Göreve geldiğimiz 3 hafta oldu. Büyüme rakamlarımızın yüzde 7,3 ve en son yüzde 4,9 olması demek bir de 2013'e bakacak olursanız sona doğru böyle yukarı doğru bir trend var. 2014 rakamının ilk çeyreğinde de bu trend devam edecek. Ama asıl önemli olan Türkiye'de maalesef dünya bankası ve IMF'nin rakamları tutmayacak. Çünkü biz bu ekonominin içindeki insanlarız. Ekonomi bakanı olarak ben bu işin teorisini iyi okudum ama okumanın yanında Türkiye'de krizlerini reel sektörün içinde yaşayarak o ateşlerin içinde bir yerleri yanarak gelmiş bir insanım. Türk ekonomisi şu anda bizim yapacağımız bazı düzenlemeler esas olacaktır sayın başbakanımızın da bu yönde zaten çok bilinçli müdahaleleri vardır. Bu dönemdeki o desteklerimizle birlikte ihracata dayalı çok farklı bir gelişme göreceksiniz. İstihdamın artması demek Türkiye'de düzenli geliri olan ve refah seviyesi yükselmiş insanların çoğalması ve tüketimin artması dolayısıyla milli büyüme. Türkiye'nin büyümesiyle ilgili en önemli göstergelerden birisi ki doğrudur kitap üzerinde baktığımızda Türkiye'de tasarruf oranlarının son derece düşük olduğu söylenir. Bizim ıskaladığımız başka bir şey var ama ekonomi bakanlığı olarak bizim ve başbakanımızın ıskalamadığı bir şey var. Biz kalkınmamız için yurtdışında sermeye transferini de önemsiyoruz ama değerlendirmediğimiz o karda çok kaynağımız var ki. Boşta yatan rezervlerimiz, iş gücümüz, enerjimiz, sanayimiz, ihracatçımız, aşkımız, sevgimiz hepsini bir araya koyarsanız bu ihracat demek doğrudan yurtdışından kendi özvarlığınızı yeniden değerlendirerek para transferi demek, yatırım demek ve büyüme demek. Bunu da büyüme hedeflerinin içine koymak lazım. Bunu dünya bankası ve IMF görmüyor. Maç skoru tahmin eder gibi tahminle söylemiyoruz bizde bunu.

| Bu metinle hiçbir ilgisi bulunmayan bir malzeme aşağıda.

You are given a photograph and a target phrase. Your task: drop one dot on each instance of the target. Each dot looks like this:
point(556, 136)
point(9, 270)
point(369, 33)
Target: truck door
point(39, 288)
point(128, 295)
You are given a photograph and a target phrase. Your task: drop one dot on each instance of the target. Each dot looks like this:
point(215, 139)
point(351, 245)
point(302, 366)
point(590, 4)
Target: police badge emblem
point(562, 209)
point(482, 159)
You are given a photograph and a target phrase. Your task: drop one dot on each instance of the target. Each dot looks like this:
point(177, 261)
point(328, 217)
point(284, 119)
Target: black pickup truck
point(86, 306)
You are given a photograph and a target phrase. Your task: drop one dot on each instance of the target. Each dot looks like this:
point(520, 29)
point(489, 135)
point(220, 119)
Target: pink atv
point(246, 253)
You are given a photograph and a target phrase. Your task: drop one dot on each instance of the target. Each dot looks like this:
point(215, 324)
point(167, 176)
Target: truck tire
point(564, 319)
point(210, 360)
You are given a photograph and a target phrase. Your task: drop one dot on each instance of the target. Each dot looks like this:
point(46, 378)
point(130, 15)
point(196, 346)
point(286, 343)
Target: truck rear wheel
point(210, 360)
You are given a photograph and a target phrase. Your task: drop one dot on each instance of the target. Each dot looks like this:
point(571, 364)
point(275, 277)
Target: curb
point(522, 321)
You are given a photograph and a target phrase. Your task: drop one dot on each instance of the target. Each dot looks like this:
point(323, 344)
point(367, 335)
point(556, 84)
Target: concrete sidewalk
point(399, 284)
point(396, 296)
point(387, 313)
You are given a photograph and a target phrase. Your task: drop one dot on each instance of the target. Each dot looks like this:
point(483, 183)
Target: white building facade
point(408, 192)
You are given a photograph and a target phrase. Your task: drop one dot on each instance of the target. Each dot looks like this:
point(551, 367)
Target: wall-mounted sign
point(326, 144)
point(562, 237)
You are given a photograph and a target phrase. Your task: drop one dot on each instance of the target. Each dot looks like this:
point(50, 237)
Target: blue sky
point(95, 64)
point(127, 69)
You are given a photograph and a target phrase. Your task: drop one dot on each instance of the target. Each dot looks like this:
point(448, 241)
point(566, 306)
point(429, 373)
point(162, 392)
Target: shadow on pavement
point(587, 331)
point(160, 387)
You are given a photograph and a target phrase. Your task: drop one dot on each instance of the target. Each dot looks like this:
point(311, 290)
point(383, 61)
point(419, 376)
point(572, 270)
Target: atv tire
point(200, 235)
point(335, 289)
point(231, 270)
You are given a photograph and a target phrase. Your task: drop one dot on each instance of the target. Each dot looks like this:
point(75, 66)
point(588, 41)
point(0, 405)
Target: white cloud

-Teşvikler konusunda ihracatta da olumlu bir tablo olacağını söylediniz teşvikle bu düzenlemelerden biri mi?
Sektörel ve bölgesel teşviklerimiz var. 2013 sonuna kadar yatırımlarda kullandırılmak üzere bir şeyimiz vardı onu yatırımcılarımızdan iş dünyamızdan çok yoğun biçimde 2014'ün sonuna kadar uzatılması yönünde bir yaklaşım geldi. Sanırım birkaç gün içinde yürürlüğe girecektir 2014 sonuna kadar uzatılmıştır.
-Hangi unsurları içeriyor?
Olduğu gibi bir yıl uzatmak olarak algılıyoruz bunu. Stratejik yatırımlarla ilgili çok yeni açılımlar noktasal hedeflere kitlenerek yeni teşvikler getirmekle ilgili yaklaşımlarımız olacak. İhracat faaliyetlerimizin desteklenmesiyle ilgili yoğun bir atılımımız olacak. Geçen sene destekleme fiyat istikrar fonundan yaklaşık 1 milyar TL civarında bir desteğimiz oldu. Bunu arttırabildiğimiz kadar arttıracağız ama hedefimiz Türkiye'de bunu bir yüzdeye başlamak. İhracatımızın 152 milyar dolar olduğu bir şeyde yüzde 1 dediğimiz zaman bunu 1 buçuk milyar dolarlık bir seviyeye çekmek. Bizim 2023 yılı hedefimiz 500 milyar dolarlık hedefi biz Türkiye olarak enerjimizi garanti altına almadan hammadde geleceğimizi sürdürülebilir bir şekilde garanti altına almadan, piyasaları, pazarları ve dağıtım ağlarında egemen olmadan ulaşmamız mümkün değil.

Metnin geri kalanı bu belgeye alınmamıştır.